March 31, 2015
Anne Greenbaum a 2015 fellow of the Society for Industrial and Applied Mathematics
Each year the Society for Industrial and Applied Mathematics recognizes individuals who have made outstanding contributions to the fields of applied mathematics and computational science. A University of Washington mathematician is among 31 new fellows honored this year from academic, industrial and government institutions around the world.
Anne Greenbaum, a UW professor of applied mathematics, is being recognized for her contributions to theoretical and numerical linear algebra. Her research interests are in non-normal matrices, numerical linear algebra, iterative methods for solving large linear systems, integral equations, and fast methods for solving the corresponding partial differential equations. She is the author of a book on “Iterative Methods for Solving Linear Systems,” published by SIAM, and co-author of an undergraduate textbook, “Numerical Methods.”

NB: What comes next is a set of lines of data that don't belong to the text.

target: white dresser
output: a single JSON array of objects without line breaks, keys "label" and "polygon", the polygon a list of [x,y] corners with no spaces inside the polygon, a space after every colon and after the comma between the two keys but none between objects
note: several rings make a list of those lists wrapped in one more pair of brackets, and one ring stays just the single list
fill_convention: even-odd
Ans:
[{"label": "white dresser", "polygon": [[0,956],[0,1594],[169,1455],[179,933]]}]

Greenbaum received her bachelor’s degree from the University of Michigan in 1974 and her doctorate in 1981 from the University of California, Berkeley. She worked as a mathematician at Lawrence Livermore National Laboratory from 1974-1986 and at New York University’s Courant Institute from 1986-1997. She became a member of the UW faculty in 1998.
Previous honors include the B. Bolzano Honorary Medal for Merit in the Mathematical Sciences, awarded in 1997 by the Academy of Sciences of the Czech Republic, and the SIAM Activity Group on Linear Algebra’s award for Outstanding Paper in Applicable Linear Algebra.